Tanto num caso como no outro, como a idade da reforma aumenta dos 65 para os 66 anos, a penalização será mais elevada, dado que o factor de redução tem em conta o número de anos que faltam para a idade legal da reforma. Além disso, o factor de sustentabilidade a aplicar às pensões antecipadas será mais elevado.

Quem fizer 65 anos até final de 2013 fica a salvo
Quem completar 65 anos até ao final de 2013 tem a garantia de que manterá as regras que agora estão em vigor, mesmo que peça a reforma mais tarde. O adiamento pode, contudo, vir a reflectir-se de forma negativa no valor da pensão. É que o diploma diz que estas pensões serão abrangidas pelo factor de sustentabilidade “do ano do início da pensão” calculado com base nas regras anteriores e pode não compensar permanecer no mercado de trabalho.

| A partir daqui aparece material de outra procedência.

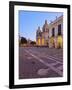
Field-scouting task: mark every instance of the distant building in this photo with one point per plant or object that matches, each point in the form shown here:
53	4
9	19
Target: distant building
51	34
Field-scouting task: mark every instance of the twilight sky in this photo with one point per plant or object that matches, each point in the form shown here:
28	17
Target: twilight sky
30	20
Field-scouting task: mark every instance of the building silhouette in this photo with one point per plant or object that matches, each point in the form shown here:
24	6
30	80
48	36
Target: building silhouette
51	34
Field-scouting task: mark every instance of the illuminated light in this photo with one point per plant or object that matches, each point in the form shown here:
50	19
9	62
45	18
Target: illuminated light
59	41
39	41
42	41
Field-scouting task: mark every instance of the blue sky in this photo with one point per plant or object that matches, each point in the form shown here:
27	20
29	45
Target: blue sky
30	20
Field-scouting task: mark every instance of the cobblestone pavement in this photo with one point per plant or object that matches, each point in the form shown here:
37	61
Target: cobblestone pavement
40	62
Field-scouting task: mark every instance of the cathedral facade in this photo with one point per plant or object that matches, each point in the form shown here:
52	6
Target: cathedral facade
51	34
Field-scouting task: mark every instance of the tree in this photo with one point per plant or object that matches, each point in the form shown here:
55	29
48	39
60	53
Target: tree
23	40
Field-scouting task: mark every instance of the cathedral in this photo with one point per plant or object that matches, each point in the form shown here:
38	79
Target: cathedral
51	34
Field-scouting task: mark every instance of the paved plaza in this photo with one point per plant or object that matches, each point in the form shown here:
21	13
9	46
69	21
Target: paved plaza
40	62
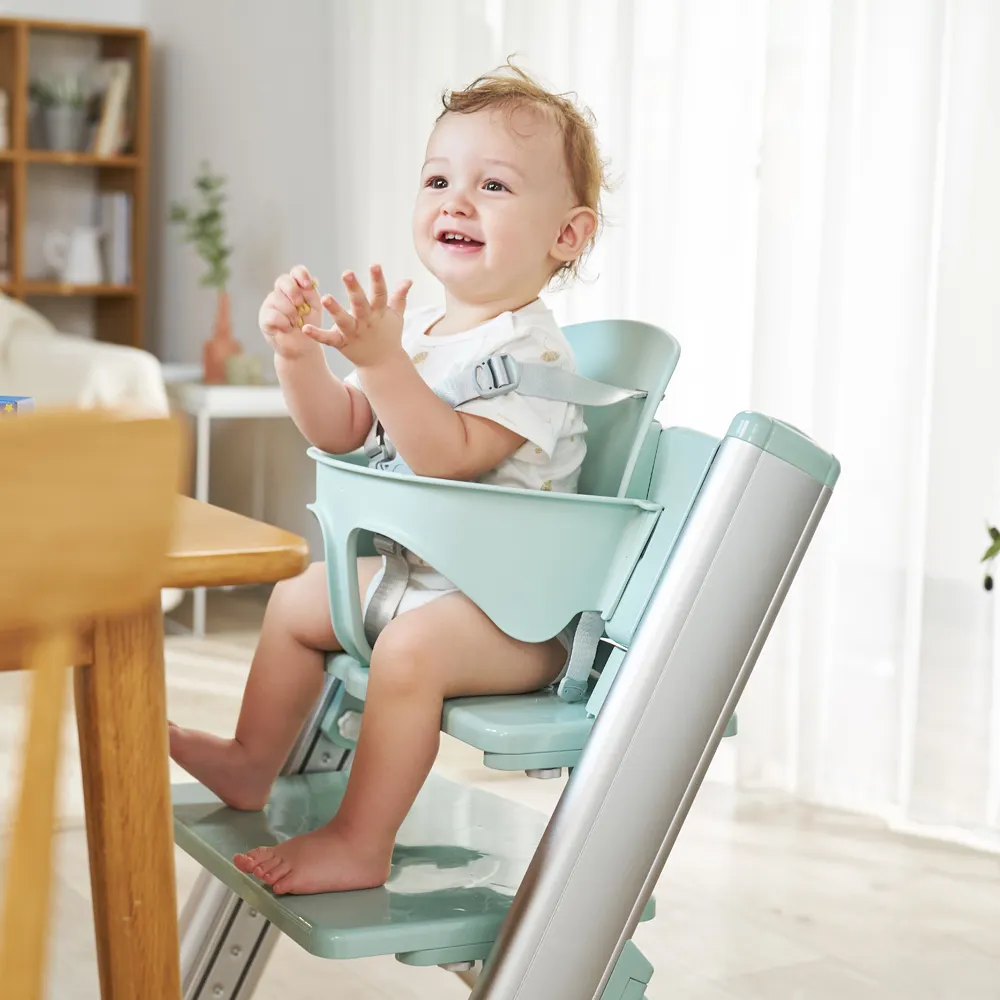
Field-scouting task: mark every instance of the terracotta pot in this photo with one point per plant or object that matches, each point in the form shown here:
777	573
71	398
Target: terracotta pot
221	346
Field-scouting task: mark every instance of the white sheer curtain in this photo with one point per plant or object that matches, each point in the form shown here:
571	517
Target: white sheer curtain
808	200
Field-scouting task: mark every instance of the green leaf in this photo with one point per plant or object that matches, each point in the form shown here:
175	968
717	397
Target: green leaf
992	552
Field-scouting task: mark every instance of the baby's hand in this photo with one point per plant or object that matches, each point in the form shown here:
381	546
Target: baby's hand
373	333
293	303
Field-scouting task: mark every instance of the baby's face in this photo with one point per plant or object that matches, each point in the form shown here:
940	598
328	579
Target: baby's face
494	193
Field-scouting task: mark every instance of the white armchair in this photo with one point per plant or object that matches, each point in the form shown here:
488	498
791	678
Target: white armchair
59	369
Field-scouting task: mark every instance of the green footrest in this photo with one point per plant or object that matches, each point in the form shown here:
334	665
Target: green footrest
460	856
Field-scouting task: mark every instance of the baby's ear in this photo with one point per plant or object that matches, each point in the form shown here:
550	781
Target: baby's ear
577	231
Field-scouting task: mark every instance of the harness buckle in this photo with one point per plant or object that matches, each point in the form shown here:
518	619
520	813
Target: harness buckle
496	375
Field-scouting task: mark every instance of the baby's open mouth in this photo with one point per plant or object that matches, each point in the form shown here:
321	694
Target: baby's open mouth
458	241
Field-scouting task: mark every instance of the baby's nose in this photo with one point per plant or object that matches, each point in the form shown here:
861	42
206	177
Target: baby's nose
458	204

Reforma antes dos 66 para carreiras longas
Os trabalhadores com carreiras contributivas mais longas serão beneficiados e poderão, no próximo ano, reformar-se com menos de 66 anos. Esta é uma das salvaguardas que o Governo faz ao aumento da idade da reforma. Por cada ano além dos 40 de carreira contributiva, a idade de acesso à reforma tem uma redução de quatro meses, tendo como limite os 65 anos.

Assim quem no próximo ano tiver 41 anos de descontos pode reformar-se aos 65 anos e oito meses e quem tiver 43 ano de descontos pode reformar-se mesmo aos 65.

Serão excluídas do aumento da reforma os trabalhadores que pelo menos nos últimos cinco anos tiveram profissões ou actividades que não podem, por lei, ser exercidas para além dos 65 anos. Também ficam fora as profissões de “desgaste rápido” ou penosas, e que actualmente já têm regimes específicos. É o caso dos mineiros, pescadores, condutores de veículos pesados, pilotos, controladores aéreos, bordadeiras da Madeira ou bailarinos.